Et d'ailleurs, il n'y a pas que le savoir-faire matériel. Il y a aussi tout le savoir-faire immatériel, notamment avec les rituels qui y sont maintenus et qui sont pratiqués. On peut aussi évoquer la manière dont les décorations de cet ensemble monumental sont faites, avec une technique de décoration, avec des écorces d'arbres. Donc ce site aujourd'hui a réussi à garder et à conserver, à la fois, cet espace de la connaissance du savoir-faire des peuples mais aussi sa culture représentée par tous les clans qui le constituent.

Au-delà de la reconstruction, il y a aussi une formation des équipes du site dans la lutte contre les incendies.

Tout à fait, parce qu'il faut comprendre que, ce qui est arrivé en 2010 quand ce site a brûlé, est arrivé parce qu'il n'y avait pas de réservoir d'eau pour pouvoir intervenir immédiatement. Il était important, dans cette stratégie de reconstruction, de s'assurer que tout un système de lutte anti-incendie était mis en place. Donc, nous avons pu accompagner les autorités ougandaises à installer, sur ce site, des extincteurs, des lances à eau qui sont utilisées par les gardiens de ce site qui ont été formés et qui seront les premiers à intervenir. On éviterait ainsi de se retrouver dans la situation terrible que le peuple a vécue, en 2010, et qui a créé un traumatisme terrible dans la communauté.
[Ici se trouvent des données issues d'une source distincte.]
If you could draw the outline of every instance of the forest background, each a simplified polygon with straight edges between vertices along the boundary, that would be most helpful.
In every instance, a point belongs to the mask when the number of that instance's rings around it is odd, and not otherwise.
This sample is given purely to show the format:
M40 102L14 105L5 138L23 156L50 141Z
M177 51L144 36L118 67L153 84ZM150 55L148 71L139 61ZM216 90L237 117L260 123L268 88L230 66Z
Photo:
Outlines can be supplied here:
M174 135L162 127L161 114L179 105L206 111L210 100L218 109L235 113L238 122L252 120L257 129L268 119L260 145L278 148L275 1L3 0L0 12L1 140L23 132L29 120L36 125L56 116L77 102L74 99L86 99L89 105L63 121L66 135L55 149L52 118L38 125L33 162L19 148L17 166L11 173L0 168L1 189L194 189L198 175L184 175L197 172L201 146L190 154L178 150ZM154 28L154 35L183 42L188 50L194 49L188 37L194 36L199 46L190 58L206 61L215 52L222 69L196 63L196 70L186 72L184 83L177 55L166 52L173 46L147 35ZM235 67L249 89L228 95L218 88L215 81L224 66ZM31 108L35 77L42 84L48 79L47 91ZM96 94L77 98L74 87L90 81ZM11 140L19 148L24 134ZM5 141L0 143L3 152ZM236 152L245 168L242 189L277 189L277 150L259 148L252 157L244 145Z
Vous étiez sur place, en juin, une fois les travaux - qui ont duré 13 ans - quasiment achevés. Ce projet est aussi le symbole que le travail entrepris par l'Unesco avec les communautés locales fonctionne. Il y a une fierté à demander le retrait du site de la liste du patrimoine menacé.

Absolument, parce que j'y étais, quelques semaines après cet incendie. J'ai pu lire dans les visages à la fois des communautés qui vivaient sur ce site, mais aussi du roi du Buganda, un traumatisme énorme, une tristesse énorme mais aussi cette envie de vite reconstruire.

Avec l'Unesco, nous les avons accompagnés tous les jours et insisté pour que cette reconstruction ne soit pas qu'une reconstruction physique, mais également une reconstruction qui permette de mettre en avant tout leur savoir-faire. Celui-ci est très riche, exceptionnel et unique au monde. Donc, il faut continuer à le préserver à travers la reconstruction de ce tombeau royal. Cette reconstruction permet aussi de magnifier d'une certaine manière le savoir-faire. Les communautés le réalisent et se rendent compte que c'est bien ce qu'il fallait faire. Et donc nous avons aujourd'hui un beau modèle de reconstruction qui permettra à d'autres parties de l'Afrique, à d'autres pays - si de telles situations arrivaient - de s'en inspirer.